Three vulnerabilities found in over 100 Lenovo laptop models were recently discovered and quickly patched by the computer company. In other cybersecurity news, criminals drained over $80 million in cryptocurrency after exploiting the flash-loan protocols of the decentralized financial system Beanstalk.
Attackers exploited the flash-loan protocols of the Beanstalk decentralized financial system and forced a malicious proposal that drained over $80 million in cryptocurrency. The exploit resulted in a net loss of $182 million as the attackers used a majority voting stance to instantaneously authorize a transaction without any collateral., Their majority stance was based on their valued quantity of stablecoins. Meanwhile, officials are still working to investigate the attack and provide some response to the shareholders and clients looking for reimbursement.
Following a cyber-attack on their core systems, gift card retailer Funky Pigeon has been forced to suspend all orders until they have concluded their investigations into the breach. While they are still working to determine if any customer information was compromised, they have already begun contacting their entire customer base to inform them of the incident.

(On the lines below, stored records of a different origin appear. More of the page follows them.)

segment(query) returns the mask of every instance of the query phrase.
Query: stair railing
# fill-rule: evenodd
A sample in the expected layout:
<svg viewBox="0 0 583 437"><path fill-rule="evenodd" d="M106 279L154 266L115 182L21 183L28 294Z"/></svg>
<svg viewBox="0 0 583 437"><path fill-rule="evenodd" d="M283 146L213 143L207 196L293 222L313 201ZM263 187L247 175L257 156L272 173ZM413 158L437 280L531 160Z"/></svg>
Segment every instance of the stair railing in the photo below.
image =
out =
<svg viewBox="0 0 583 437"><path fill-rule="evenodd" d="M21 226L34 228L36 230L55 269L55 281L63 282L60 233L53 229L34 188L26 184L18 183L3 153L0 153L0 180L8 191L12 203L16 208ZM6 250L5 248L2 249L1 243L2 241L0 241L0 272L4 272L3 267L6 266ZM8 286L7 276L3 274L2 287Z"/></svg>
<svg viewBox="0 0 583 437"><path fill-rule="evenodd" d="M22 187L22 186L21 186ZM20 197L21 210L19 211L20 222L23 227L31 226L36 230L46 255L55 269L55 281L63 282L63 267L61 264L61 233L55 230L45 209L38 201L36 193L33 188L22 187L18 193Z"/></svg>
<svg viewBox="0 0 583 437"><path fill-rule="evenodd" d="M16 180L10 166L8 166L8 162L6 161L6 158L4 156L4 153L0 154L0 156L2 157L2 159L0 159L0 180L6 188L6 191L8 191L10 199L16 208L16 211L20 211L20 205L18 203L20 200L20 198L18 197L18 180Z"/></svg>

Researchers discovered three vulnerabilities that exploit the UEFI in at least 100 Lenovo laptop models. The vulnerabilities allow hackers to install malicious firmware that can be extremely difficult to detect or remove. Two of the vulnerabilities are based on partially deactivated firmware drivers that are only used during manufacturing but can be used to compromise the BIOS control bits and disable device protections before booting. The third vulnerability builds on the first two, by allowing an attacker to install malicious firmware if the system is booted up into system management mode. This mode has high-level permissions and can make changes at the operating system level without additional authentication.
Officials for GitHub identified multiple private repositories containing GitHub files that were downloaded by an unauthorized user who had gained access by misusing third-party OAuth user tokens. GitHub confirmed none of their systems were compromised, and they have contacted the third-party organizations to revoke all access tokens. They continue to monitor user activity for anything suspicious.
Along with a series of research firms, Microsoft finalized the infrastructure takedown of the ZLoader botnet. They’re currently seeking court approval to seize 65 domains that were being used to spread their malware to a variety of vulnerable industries. Though Microsoft has confirmed that they have not removed every instance of ZLoader, they are still working with law enforcement and regional ISPs to identify any remaining infections.